REVISTA VEJA
O ESCRITOR ARGENTINO Jorge Luis Borges publicou certa vez um pequeno tratado sobre o método científico: um conto de apenas um parágrafo a respeito de um império famoso por sua cartografia. A arte de fazer mapas se desenvolveu de tal forma nesse país que eles cresceram até atingir o tamanho natural — o mapa do império tinha o tamanho do império. Mas sua utilidade começou a ser questionada, e as gerações seguintes abandonaram a prática. Restaram ruínas do mapa. “Em todo o país não há outra relíquia das Disciplinas Geográficas.” A mensagem: para ter utilidade, todo mapa — ou qualquer modelo científico — precisa simplificar a realidade. Se quisermos trafegar país afora, interessa pouco anotar árvores ou casas. Mas estradas e cidades são imprescindíveis.
Essa digressão vem bem a calhar após o anúncio do Prêmio Nobel de Economia deste ano. Richard Thaler tem uma história curiosa. Foi um aluno medíocre. Recusado como professor repetidamente pelas universidades, acabou se empregando como consultor — até ser demitido, aos 27 anos. A Universidade de Rochester lhe deu, afinal, uma vaga temporária. Seu orientador dizia que ninguém esperava muito dele. O cultuado psicólogo Daniel Kahneman, Nobel de Economia de 2002, disse que Thaler havia sido preguiçoso.
Foi Kahneman, aliás, que transformou sua vida. Thaler escrevera uma lista de ações do dia a dia que considerava irracionais. Elas violavam a base da teoria econômica: a de que somos dotados de uma racionalidade extrema. Seus pares lhe davam pouca atenção. Diziam saber que as pessoas ocasionalmente eram irracionais, mas isso seria apenas um desvio aleatório do padrão. O pressuposto da racionalidade seria uma simplificação da realidade necessária para melhor entendê-la — como as estradas e as cidades no mapa.
Thaler achava o contrário. Somos irracionais em boa parte do tempo. Estava a ponto de abandonar a profissão quando deparou com as pesquisas de Kahneman e seu parceiro, Amos Tversky, que estudavam a irracionalidade do ponto de vista psicológico. Foi o empurrão de que precisava. Em um dos experimentos que desenvolveu, conferia 20 dólares a estudantes para que dividissem como quisessem com outra pessoa. Surpreendentemente, a divisão resultava justa: os estudantes pegavam para si mais ou menos metade do dinheiro. O valor da justiça se sobrepunha ao anseio de tirar o máximo de proveito pessoal — o esperado segundo a visão neoclássica. Mas o resultado mudava quando aos estudantes era dado o poder de extorquir dinheiro do outro. Ninguém roubava nada, em compensação embolsava o total de 20 dólares.

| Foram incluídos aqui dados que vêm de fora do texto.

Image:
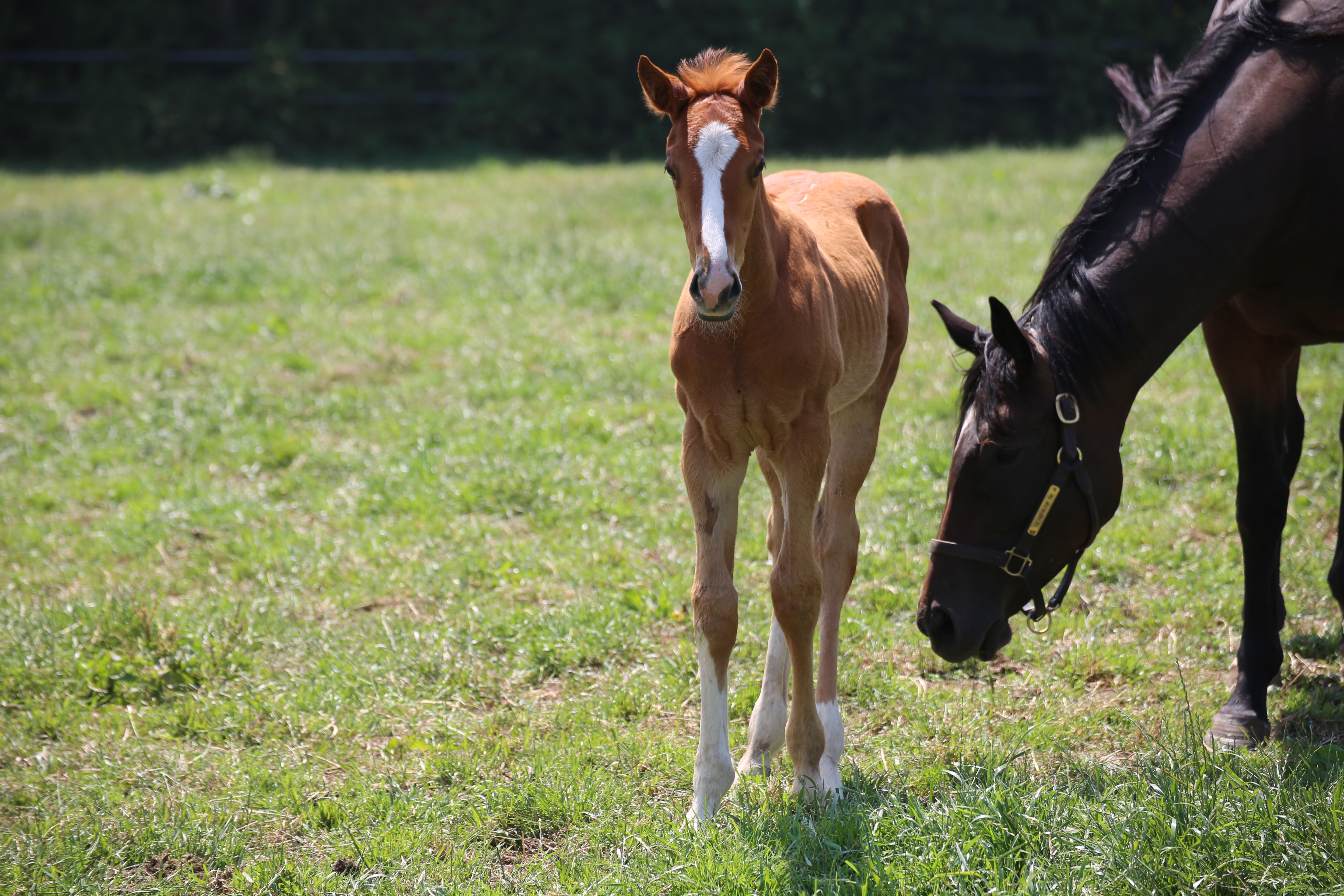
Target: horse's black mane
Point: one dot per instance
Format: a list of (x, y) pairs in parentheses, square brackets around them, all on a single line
[(1064, 311)]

A insistência de Thaler lhe valeu, além da mais alta distinção acadêmica, mais de 1 milhão de dólares. A dúvida, porém, permanece: qual mapa melhor explica a economia? Os economistas comportamentais reduziram muito da certeza em torno da versão clássica. Mas não a ponto de irem para o centro do palco. Para Paul Krugman, outro Nobel, é possível que cada visão ajude a decifrar áreas diferentes da economia. Os economistas já não eram famosos por suas previsões quando tinham apenas um mapa onde olhar. Estarão menos perdidos com dois?